Converting a violin factory
Louise and Milko Ostendorf spared no expense creating their dream home
Louise and Milko Ostendorf transformed a disused violin factory into a high-spec Grand Design, including six bathrooms, a home cinema, gym, study with secret panels and a £53,000 catering-size range cooker.
Louise talks to Grand Designs about their self-build journey.
You spent seven years finding the site for your Waterloo home. What are your tips for finding an urban plot?
Walk, walk, walk and then get on your bicycle. Let the local estate agents know you are keen to work on something and get yourself hooked up with the auction houses and download their catalogues. This all takes time, but it is worth it in the end.

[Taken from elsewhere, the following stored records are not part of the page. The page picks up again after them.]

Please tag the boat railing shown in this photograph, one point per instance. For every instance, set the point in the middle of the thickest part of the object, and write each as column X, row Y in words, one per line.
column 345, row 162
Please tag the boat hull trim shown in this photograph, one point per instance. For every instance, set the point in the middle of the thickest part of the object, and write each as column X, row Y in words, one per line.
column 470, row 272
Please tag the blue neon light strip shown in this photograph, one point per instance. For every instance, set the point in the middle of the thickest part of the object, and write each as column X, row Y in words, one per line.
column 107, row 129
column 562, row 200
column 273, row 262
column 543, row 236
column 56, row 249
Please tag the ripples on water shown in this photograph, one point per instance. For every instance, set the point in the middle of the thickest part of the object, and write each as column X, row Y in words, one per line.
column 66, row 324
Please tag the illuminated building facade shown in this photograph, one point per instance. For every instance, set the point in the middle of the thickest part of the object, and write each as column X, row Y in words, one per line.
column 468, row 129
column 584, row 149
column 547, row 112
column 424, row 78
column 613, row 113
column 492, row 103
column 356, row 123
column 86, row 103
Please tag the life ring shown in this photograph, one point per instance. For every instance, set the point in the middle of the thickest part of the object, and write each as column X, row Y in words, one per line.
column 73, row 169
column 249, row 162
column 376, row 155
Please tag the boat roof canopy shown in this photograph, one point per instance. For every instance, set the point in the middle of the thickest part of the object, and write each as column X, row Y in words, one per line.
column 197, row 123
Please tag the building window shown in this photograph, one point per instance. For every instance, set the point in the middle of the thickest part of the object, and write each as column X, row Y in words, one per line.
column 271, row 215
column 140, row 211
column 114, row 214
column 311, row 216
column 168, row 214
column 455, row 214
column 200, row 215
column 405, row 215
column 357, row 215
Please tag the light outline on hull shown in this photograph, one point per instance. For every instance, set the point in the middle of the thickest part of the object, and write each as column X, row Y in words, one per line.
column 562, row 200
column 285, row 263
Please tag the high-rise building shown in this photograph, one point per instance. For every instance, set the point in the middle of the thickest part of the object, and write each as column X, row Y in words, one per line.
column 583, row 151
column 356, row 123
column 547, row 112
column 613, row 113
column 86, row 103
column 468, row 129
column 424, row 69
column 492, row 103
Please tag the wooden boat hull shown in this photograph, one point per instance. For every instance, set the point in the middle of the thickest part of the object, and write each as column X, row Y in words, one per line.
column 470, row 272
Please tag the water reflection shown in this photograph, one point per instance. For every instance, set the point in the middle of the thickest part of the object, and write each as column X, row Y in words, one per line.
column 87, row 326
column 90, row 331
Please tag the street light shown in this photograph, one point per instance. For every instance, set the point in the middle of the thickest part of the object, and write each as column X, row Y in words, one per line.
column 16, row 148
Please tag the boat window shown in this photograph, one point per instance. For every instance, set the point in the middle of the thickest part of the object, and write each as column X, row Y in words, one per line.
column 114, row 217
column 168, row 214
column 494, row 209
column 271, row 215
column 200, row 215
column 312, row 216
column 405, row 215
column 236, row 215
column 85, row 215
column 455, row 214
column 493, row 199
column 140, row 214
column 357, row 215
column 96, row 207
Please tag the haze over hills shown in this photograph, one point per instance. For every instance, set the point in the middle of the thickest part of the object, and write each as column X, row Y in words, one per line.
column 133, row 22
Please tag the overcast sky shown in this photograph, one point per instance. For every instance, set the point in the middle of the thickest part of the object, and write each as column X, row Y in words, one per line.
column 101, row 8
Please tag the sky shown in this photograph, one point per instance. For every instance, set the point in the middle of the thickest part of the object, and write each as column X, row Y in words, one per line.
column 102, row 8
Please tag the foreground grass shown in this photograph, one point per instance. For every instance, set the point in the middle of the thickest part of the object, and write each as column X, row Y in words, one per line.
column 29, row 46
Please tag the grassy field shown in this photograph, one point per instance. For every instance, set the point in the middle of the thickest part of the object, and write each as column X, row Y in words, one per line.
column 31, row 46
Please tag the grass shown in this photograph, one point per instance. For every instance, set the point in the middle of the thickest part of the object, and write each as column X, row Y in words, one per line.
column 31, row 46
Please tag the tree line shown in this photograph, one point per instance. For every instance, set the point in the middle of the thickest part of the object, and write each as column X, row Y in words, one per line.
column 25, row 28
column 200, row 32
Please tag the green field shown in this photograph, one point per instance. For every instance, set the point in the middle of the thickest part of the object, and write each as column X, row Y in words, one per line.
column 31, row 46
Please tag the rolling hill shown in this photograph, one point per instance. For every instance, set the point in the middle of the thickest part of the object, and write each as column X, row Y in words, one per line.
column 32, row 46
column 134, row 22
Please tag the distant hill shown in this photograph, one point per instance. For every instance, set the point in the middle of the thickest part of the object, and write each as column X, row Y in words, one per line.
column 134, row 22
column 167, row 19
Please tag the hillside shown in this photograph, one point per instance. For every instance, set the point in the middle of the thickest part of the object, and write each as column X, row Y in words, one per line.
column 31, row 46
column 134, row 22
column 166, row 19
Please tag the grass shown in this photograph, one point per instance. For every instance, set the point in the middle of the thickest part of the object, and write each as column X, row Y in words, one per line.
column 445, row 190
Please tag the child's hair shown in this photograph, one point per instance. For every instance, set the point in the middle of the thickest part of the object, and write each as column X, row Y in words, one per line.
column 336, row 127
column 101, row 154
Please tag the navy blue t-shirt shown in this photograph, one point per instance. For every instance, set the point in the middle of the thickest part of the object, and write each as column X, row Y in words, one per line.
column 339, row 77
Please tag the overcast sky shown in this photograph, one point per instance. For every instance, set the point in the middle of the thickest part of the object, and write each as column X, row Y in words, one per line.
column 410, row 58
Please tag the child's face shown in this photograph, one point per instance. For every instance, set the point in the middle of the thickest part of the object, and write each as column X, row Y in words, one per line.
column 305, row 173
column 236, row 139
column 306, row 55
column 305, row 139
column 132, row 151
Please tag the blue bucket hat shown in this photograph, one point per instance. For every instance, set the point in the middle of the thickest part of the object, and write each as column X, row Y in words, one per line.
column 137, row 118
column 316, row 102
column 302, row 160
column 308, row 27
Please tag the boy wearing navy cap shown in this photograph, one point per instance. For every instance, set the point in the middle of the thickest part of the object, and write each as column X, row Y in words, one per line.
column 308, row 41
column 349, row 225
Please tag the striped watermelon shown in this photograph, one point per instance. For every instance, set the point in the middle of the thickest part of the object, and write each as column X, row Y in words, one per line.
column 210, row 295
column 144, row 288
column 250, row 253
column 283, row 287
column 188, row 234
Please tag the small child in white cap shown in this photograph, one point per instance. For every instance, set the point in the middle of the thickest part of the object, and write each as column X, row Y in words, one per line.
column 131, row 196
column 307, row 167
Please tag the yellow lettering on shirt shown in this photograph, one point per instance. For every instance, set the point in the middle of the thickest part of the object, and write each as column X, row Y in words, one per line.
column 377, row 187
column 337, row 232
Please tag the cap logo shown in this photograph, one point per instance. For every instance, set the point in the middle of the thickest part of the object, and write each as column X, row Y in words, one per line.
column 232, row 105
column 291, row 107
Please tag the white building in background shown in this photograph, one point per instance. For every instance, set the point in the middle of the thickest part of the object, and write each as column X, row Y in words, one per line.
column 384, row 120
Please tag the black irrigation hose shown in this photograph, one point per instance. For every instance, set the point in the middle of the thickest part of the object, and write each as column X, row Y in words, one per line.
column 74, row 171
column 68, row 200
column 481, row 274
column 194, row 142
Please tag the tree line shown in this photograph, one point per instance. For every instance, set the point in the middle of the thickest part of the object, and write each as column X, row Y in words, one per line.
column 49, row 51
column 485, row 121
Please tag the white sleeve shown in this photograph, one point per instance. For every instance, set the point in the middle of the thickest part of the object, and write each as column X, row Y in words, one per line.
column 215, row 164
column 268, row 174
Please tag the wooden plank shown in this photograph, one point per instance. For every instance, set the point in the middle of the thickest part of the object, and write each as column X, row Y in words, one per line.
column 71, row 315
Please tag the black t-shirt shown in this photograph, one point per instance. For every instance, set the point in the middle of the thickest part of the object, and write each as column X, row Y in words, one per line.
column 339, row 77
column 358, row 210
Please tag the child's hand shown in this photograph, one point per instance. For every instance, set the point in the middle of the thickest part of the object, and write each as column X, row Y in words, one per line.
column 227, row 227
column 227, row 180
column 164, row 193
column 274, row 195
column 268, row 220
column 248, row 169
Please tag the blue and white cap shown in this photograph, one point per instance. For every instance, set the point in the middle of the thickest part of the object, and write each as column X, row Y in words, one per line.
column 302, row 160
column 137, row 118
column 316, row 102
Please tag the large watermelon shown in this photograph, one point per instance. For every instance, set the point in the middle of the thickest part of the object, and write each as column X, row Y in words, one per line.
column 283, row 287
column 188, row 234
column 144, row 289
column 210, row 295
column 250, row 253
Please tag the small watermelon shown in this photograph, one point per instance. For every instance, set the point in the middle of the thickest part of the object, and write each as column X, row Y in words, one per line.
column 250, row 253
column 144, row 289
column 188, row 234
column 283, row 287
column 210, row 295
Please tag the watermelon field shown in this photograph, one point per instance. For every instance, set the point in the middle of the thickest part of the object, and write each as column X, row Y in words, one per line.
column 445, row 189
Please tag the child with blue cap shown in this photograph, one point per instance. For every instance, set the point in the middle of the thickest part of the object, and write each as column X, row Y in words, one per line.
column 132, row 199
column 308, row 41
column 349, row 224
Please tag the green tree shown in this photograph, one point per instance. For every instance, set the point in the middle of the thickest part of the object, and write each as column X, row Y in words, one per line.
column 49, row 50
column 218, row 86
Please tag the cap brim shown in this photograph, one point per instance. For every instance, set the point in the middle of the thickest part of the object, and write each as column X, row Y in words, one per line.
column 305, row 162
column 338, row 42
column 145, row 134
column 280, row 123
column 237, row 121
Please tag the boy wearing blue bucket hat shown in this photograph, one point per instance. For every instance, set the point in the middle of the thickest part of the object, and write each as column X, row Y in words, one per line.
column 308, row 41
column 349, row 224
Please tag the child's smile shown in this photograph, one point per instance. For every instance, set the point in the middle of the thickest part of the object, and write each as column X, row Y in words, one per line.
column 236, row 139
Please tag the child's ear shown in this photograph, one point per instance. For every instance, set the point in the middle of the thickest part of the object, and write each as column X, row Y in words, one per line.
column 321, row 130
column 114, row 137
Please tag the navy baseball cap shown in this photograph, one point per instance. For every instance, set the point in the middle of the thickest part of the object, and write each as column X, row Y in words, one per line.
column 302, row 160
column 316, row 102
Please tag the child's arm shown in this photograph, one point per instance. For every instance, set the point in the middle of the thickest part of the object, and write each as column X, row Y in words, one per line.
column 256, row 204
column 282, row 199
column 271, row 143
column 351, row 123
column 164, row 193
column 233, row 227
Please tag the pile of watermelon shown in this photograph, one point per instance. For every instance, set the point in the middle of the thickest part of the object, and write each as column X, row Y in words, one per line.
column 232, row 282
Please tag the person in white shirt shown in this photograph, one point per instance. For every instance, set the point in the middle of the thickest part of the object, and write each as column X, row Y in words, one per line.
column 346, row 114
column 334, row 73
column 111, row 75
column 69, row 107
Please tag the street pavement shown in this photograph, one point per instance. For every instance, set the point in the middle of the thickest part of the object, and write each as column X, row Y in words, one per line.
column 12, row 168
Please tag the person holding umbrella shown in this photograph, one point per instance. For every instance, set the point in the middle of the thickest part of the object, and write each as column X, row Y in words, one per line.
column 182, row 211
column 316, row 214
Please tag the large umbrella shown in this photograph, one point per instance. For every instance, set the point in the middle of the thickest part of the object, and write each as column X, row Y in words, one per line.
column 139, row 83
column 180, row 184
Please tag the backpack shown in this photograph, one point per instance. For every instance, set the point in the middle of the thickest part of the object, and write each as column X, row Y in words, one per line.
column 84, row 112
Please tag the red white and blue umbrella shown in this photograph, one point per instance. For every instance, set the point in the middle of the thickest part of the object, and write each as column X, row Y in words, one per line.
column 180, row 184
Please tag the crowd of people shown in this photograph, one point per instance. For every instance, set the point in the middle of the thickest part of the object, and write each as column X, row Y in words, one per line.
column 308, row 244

What’s your favourite element of the house?
The natural light and the way it moves around the building during the day is a simple joy; the roof glazing makes it work.
Is there anything about the build that you would have done differently?
The party wall – I wouldn’t have been intimidated by the neighbours so easily and we should have hired someone with conservation experience in this delicate legal area.
I think we could have avoided some of the problems that cropped up. Now I always meet and interview consultants before I appoint them to make sure they have the appropriate experience for the project.
What’s your advice for keeping your cool during party-wall negotiations?
It wasn’t so much keeping our cool as going round and round in circles because we did not have the right consultant. We still use the original party-wall surveyor so we’re not blaming him – it was our lack of experience and very old, badly drawn-up title documents that needed unravelling.
You’ve taken on a new project at Old Isleworth; how does it differ from the violin factory?
We are converting an old derelict vicarage on the River Thames into a luxury family home. The plot is very large, so we’ve been able to obtain planning permission to build another dwelling on the site – so it’s a refurb and new-build project. We plan to sell both on the open market when completed.
Did your experience on Grand Designs prepare you for this second project?
It’s actually not my second. I’ve had an architectural design practice since 1995 and have worked on my own developments between assignments. In 2010 I decided to focus on my own projects and we’ve been working on this ever since.